The typical chief executive officer at a major firm made more than $9 million last year, breaking previous records. The Associated Press reported today that U.S. companies also had record profits. For those in the Standard & Poor's 500 Index, profits were up 16 percent in 2011. And CEOs got about 6 percent more in compensation, due in part to receiving more stock awards.
For the first time, a privately built spacecraft arrived at the International Space Station today. The unmanned SpaceX Dragon capsule was captured by the station's robot arm in a rendezvous high over Australia. Ground crews at both NASA and SpaceX cheered and high-fived when the capsule finally berthed.
Elon Musk, the billionaire founder of SpaceX, spoke in a video link from the company's mission control in Hawthorne, California.
ELON MUSK, CEO, SpaceX: We're incredibly excited. In fact, I mean, really, I don't have words enough to express the level of excitement and elation that we feel here at SpaceX. This really is, I think, going to be recognized as a significantly historical step forward in space travel, and hopefully the first of many to come.

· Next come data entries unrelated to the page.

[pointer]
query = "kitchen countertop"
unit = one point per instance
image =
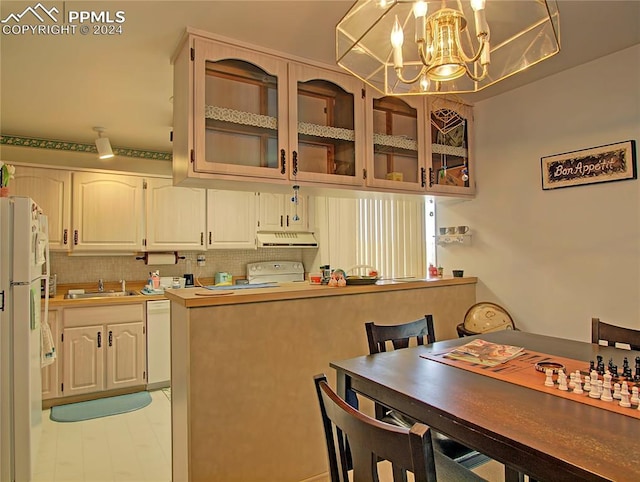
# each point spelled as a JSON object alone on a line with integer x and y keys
{"x": 198, "y": 297}
{"x": 193, "y": 297}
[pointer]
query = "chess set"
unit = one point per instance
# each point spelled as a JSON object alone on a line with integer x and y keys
{"x": 598, "y": 385}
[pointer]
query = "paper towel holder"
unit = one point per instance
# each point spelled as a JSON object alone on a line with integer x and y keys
{"x": 175, "y": 254}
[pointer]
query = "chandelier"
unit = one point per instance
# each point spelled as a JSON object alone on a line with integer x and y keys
{"x": 418, "y": 47}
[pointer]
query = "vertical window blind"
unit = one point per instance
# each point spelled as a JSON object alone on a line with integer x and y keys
{"x": 392, "y": 237}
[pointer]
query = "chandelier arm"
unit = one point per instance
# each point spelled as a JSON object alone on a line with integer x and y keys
{"x": 474, "y": 58}
{"x": 423, "y": 55}
{"x": 405, "y": 81}
{"x": 485, "y": 71}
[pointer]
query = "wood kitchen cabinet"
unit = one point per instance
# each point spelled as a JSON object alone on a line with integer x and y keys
{"x": 396, "y": 146}
{"x": 175, "y": 216}
{"x": 451, "y": 169}
{"x": 231, "y": 219}
{"x": 51, "y": 373}
{"x": 107, "y": 212}
{"x": 51, "y": 190}
{"x": 277, "y": 212}
{"x": 241, "y": 113}
{"x": 104, "y": 348}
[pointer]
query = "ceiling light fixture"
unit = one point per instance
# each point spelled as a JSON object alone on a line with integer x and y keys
{"x": 448, "y": 53}
{"x": 103, "y": 145}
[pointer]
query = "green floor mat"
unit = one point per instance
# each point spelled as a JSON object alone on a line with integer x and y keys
{"x": 103, "y": 407}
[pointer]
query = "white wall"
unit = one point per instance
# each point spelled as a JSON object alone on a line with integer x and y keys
{"x": 554, "y": 258}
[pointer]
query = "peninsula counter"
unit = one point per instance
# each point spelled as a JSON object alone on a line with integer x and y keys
{"x": 242, "y": 366}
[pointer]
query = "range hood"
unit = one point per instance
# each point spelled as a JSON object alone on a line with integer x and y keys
{"x": 267, "y": 239}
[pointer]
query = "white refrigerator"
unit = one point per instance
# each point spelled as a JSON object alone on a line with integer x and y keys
{"x": 23, "y": 264}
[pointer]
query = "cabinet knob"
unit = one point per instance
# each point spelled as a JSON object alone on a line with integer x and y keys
{"x": 283, "y": 163}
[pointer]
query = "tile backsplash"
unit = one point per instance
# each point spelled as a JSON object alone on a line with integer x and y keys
{"x": 87, "y": 269}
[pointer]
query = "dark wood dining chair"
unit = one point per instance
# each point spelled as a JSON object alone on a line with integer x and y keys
{"x": 407, "y": 449}
{"x": 381, "y": 337}
{"x": 614, "y": 335}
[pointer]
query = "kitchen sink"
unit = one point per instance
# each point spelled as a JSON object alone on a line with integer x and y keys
{"x": 99, "y": 294}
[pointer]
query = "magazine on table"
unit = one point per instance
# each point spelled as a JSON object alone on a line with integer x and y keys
{"x": 485, "y": 353}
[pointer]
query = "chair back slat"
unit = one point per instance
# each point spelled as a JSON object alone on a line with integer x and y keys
{"x": 399, "y": 335}
{"x": 368, "y": 438}
{"x": 613, "y": 334}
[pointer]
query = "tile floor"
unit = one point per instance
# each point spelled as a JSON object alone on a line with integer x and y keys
{"x": 134, "y": 446}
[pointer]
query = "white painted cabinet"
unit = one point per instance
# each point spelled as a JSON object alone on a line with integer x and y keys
{"x": 51, "y": 190}
{"x": 231, "y": 219}
{"x": 107, "y": 212}
{"x": 51, "y": 373}
{"x": 277, "y": 212}
{"x": 175, "y": 216}
{"x": 104, "y": 348}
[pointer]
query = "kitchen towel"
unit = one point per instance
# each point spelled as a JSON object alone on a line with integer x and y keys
{"x": 161, "y": 258}
{"x": 48, "y": 350}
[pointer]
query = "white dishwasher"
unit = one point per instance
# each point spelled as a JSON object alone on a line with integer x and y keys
{"x": 158, "y": 344}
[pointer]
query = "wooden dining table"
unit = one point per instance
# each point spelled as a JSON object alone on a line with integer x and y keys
{"x": 540, "y": 434}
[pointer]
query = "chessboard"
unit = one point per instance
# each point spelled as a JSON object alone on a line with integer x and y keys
{"x": 522, "y": 371}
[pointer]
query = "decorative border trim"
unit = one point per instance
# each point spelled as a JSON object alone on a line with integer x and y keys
{"x": 78, "y": 147}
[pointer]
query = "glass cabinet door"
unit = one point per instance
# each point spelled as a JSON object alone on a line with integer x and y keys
{"x": 451, "y": 170}
{"x": 326, "y": 126}
{"x": 395, "y": 142}
{"x": 240, "y": 101}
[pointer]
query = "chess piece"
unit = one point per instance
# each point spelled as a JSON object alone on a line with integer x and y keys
{"x": 562, "y": 381}
{"x": 578, "y": 385}
{"x": 572, "y": 377}
{"x": 606, "y": 381}
{"x": 624, "y": 401}
{"x": 548, "y": 382}
{"x": 596, "y": 389}
{"x": 616, "y": 391}
{"x": 624, "y": 388}
{"x": 605, "y": 395}
{"x": 626, "y": 369}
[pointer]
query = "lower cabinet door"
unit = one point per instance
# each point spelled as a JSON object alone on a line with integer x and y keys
{"x": 83, "y": 360}
{"x": 50, "y": 379}
{"x": 126, "y": 355}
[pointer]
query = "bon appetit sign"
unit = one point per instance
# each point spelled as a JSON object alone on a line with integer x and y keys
{"x": 613, "y": 162}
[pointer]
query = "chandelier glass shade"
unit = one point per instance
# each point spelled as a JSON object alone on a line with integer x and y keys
{"x": 421, "y": 47}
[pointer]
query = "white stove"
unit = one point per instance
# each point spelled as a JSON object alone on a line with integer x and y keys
{"x": 275, "y": 272}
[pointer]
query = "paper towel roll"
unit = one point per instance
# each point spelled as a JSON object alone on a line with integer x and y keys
{"x": 161, "y": 258}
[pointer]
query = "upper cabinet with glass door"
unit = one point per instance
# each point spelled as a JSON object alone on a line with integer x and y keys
{"x": 395, "y": 142}
{"x": 451, "y": 170}
{"x": 239, "y": 111}
{"x": 326, "y": 116}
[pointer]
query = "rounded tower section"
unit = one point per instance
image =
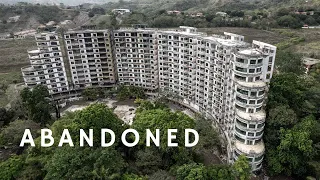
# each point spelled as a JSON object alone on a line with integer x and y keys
{"x": 250, "y": 94}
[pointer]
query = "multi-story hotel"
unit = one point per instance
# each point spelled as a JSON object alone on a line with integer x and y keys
{"x": 222, "y": 77}
{"x": 90, "y": 56}
{"x": 47, "y": 66}
{"x": 136, "y": 57}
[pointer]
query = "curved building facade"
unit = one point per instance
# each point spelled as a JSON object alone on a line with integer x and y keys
{"x": 220, "y": 76}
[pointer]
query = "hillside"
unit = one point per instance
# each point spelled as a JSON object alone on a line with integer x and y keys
{"x": 222, "y": 5}
{"x": 31, "y": 16}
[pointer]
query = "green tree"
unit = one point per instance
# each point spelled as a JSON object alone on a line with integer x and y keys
{"x": 149, "y": 160}
{"x": 294, "y": 151}
{"x": 12, "y": 134}
{"x": 6, "y": 116}
{"x": 84, "y": 163}
{"x": 242, "y": 168}
{"x": 37, "y": 104}
{"x": 191, "y": 172}
{"x": 161, "y": 175}
{"x": 11, "y": 168}
{"x": 220, "y": 172}
{"x": 164, "y": 119}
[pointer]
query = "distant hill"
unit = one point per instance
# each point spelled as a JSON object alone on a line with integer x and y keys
{"x": 66, "y": 2}
{"x": 204, "y": 5}
{"x": 31, "y": 16}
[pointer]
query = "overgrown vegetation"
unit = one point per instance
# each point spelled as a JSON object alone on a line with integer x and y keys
{"x": 118, "y": 161}
{"x": 292, "y": 125}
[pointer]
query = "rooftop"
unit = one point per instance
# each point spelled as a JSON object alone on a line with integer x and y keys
{"x": 250, "y": 52}
{"x": 258, "y": 116}
{"x": 257, "y": 84}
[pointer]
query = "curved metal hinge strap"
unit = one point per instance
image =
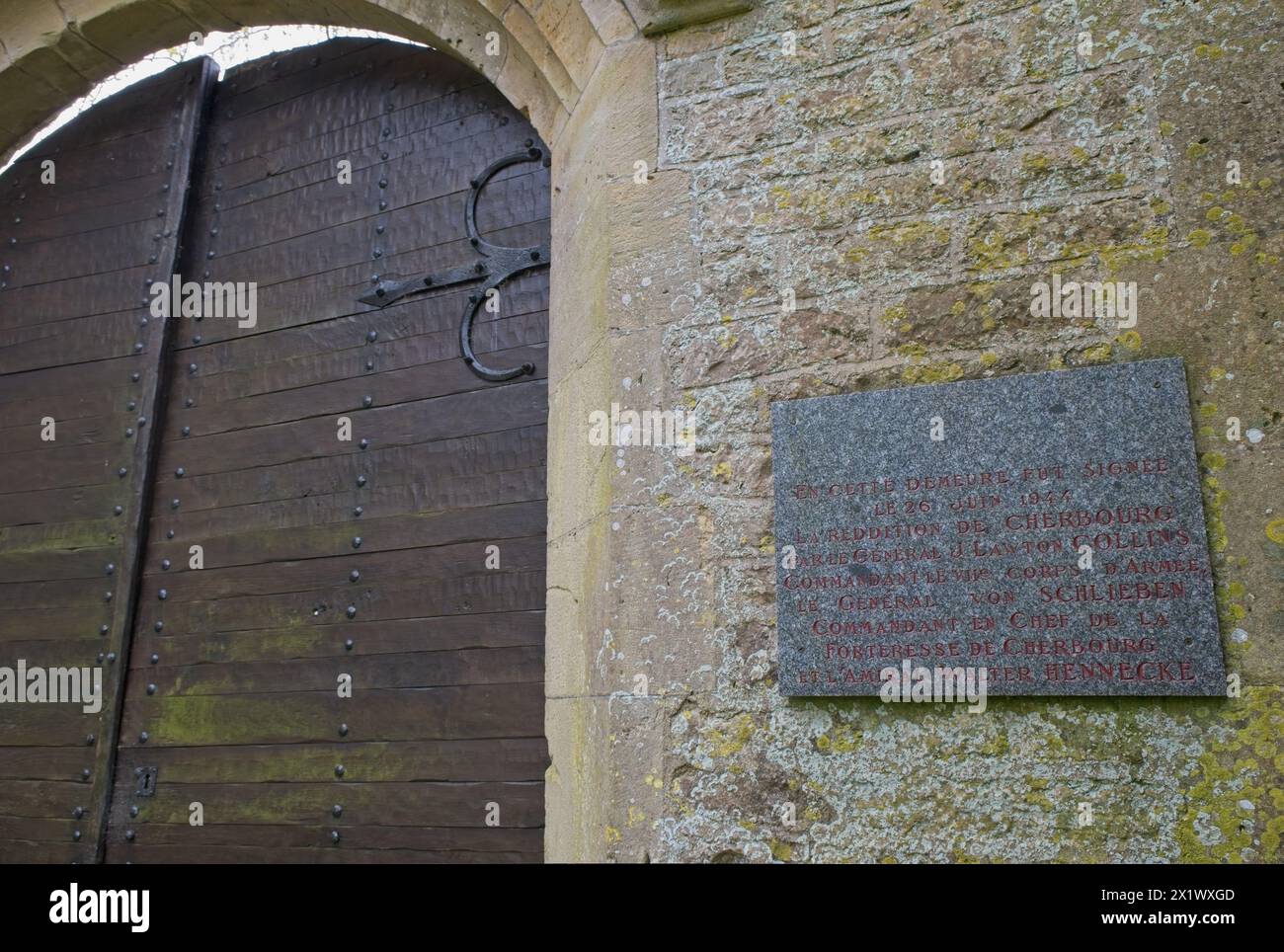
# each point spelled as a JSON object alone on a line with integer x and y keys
{"x": 508, "y": 263}
{"x": 505, "y": 263}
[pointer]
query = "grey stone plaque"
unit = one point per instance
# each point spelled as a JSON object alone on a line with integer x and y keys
{"x": 1047, "y": 527}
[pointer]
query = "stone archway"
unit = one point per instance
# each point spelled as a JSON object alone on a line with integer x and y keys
{"x": 542, "y": 59}
{"x": 585, "y": 73}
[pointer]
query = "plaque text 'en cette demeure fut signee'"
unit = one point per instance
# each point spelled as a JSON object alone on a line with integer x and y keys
{"x": 1044, "y": 526}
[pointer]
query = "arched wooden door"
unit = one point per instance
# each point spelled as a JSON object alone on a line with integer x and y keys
{"x": 335, "y": 651}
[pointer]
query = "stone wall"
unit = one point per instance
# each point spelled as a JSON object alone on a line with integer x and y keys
{"x": 813, "y": 172}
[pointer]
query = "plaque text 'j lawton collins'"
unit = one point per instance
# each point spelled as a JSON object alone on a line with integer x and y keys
{"x": 1044, "y": 527}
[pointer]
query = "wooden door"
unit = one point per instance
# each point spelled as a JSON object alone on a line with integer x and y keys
{"x": 338, "y": 494}
{"x": 86, "y": 219}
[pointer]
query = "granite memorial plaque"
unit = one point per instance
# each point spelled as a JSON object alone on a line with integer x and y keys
{"x": 1047, "y": 527}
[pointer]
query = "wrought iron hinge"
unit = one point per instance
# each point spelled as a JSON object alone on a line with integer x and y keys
{"x": 146, "y": 781}
{"x": 499, "y": 265}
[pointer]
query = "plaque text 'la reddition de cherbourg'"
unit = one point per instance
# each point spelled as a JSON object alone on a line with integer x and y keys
{"x": 970, "y": 551}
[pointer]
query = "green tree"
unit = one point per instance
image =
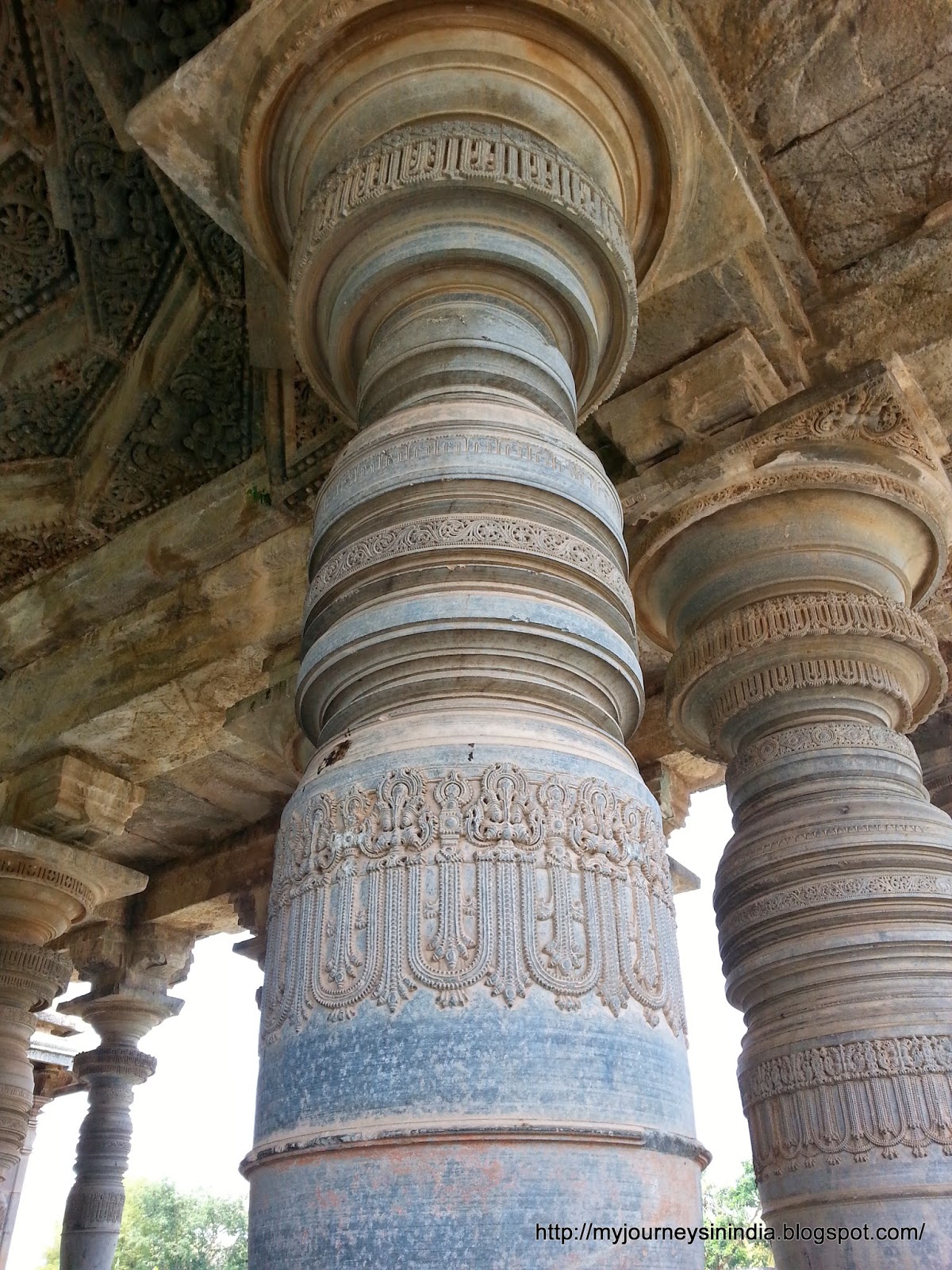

KWAME HOLMAN: Once its cargo is unloaded, the Dragon will return to earth. SpaceX has a contract to make a dozen more delivery runs.
In Syria, anti-government activists reported, an army assault killed at least 50 people in the central part of the country. The report said 13 of the victims were children. They said troops opened fire and began shelling after protests near the city of Homs.
Those are some of the day's major stories.